Un nuevo estudio apoya una reducción más eficaz del colesterol LDL

El colesterol LDL (c-LDL) es el responsable de que muchas personas aparentemente sanas, y que no tienen factores de riesgo cardiovasculares como hipertensión, tabaco, obesidad, dislipemia o diabetes, sufran infartos o ictus en la mediana edad. Incluso a niveles considerados normales, el LDL-C, después de la edad y el sexo masculino, es el principal predictor de tener placas de ateroesclerosis. Lo ha comprobado una investigación realizada en el Centro Nacional de Investigaciones Cardiovasculares Carlos III (CNIC), que se publica hoy en The Journal of the American College of Cardiology (JACC), y cuyos resultados apoyan una reducción más eficaz del c-LDL, incluso en aquellas personas consideradas con un riesgo óptimo. Afortunadamente, el LDL-C es el principal factor sobre el que es posible actuar para evitar la aparición de dichas placas, asegura el estudio que ha sido dirigido por Valentín Fuster, director del CNIC.

“A pesar de que la ausencia de estos factores de riesgo cardiovasculares clásicos se asocia con un bajo riesgo cardiovascular, se sabe que en esta población se producen infartos o ictus. Por ello, necesitamos definir nuevos marcadores de aterosclerosis precoz en estos individuos aparentemente sanos”, señala Leticia Fernández-Friera, primera autora de este estudio.

Este subanálisis del estudio PESA (Progresión de Aterosclerosis Subclínica Precoz) ha evaluado a 1.779 individuos, que participan en el estudio PESA, que no presentaban factores de riesgo. El objetivo principal ha sido definir predictores de aterosclerosis subclínica en este escenario. Así, los investigadores valoraron un gran número de parámetros biométricos, analíticos y de estilo de vida para definir la relación de dichos factores con la presencia de aterosclerosis en las arterias.

Los resultados demuestran que el más destacable, además de la edad y el sexo masculino, es el colesterol LDL. “Incluso en aquellos individuos con niveles óptimos de tensión arterial, glucosa en sangre y colesterol total, se ha observado una asociación independiente entre el aumento del colesterol LDL en sangre y la presencia y extensión de la aterosclerosis subclínica”, afirma Javier Sanz.

Además, el estudio publicado en JACC ha observado una relación de los niveles de colesterol LDL, considerados normales por las guías clínicas, con la extensión de estas placas de aterosclerosis en múltiples territorios vasculares: arterias carótidas, aorta, arterias iliacas y femorales, y las arterias coronarias. La investigación, indica Leticia Fernandez-Friera, demuestra mediante el uso de la moderna tecnología de diagnóstico vascular por imagen no invasiva, “que las placas de ateroesclerosis aparecen en un 50 por ciento de los individuos de edad media (40-54 años de edad) que no presentan factores de riesgo cardiovascular; es decir, sin hipertensión, diabetes mellitus, dislipemia y/o tabaquismo. Estos hallazgos -subraya- pueden ayudar a mejorar la prevención cardiovascular en la población, antes incluso de que aparezcan los factores de riesgo convencionales, lo que se denomina prevención primordial”.
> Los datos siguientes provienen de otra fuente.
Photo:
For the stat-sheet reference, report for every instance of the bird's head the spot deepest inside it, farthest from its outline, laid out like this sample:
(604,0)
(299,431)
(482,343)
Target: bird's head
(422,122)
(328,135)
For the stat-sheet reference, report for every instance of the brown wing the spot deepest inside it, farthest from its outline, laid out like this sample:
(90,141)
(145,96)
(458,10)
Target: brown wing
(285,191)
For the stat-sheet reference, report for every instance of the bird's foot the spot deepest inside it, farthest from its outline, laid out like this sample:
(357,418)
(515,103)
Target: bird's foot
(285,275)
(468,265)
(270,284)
La enfermedad cardiovascular es la primera causa de muerte en el mundo. El desarrollo de estrategias efectivas en la prevención es una prioridad dada la gran prevalencia de las enfermedades cardiovasculares en el mundo. Según la clasificación americana del National Cholesterol Education Program (NCEP) Expert Panel, se considera patológico un c-LDL de 160 mg/dl, y el límite se sitúa en valores de 130-160 mg/dl. Los investigadores consideran que estos hallazgos pueden tener importantes implicaciones sociales y clínicas al resaltar la importancia de reducir de forma más agresiva el colesterol LDL, tanto a nivel poblacional como individual. “Deberíamos ser más restrictivos y quizá plantearnos bajar los puntos de corte que muestran las guías”, aseguran Valentín Fuster y Borja Ibáñez. De hecho, al artículo de JACC puede ayudar a redefinir valores de normalidad más bajos.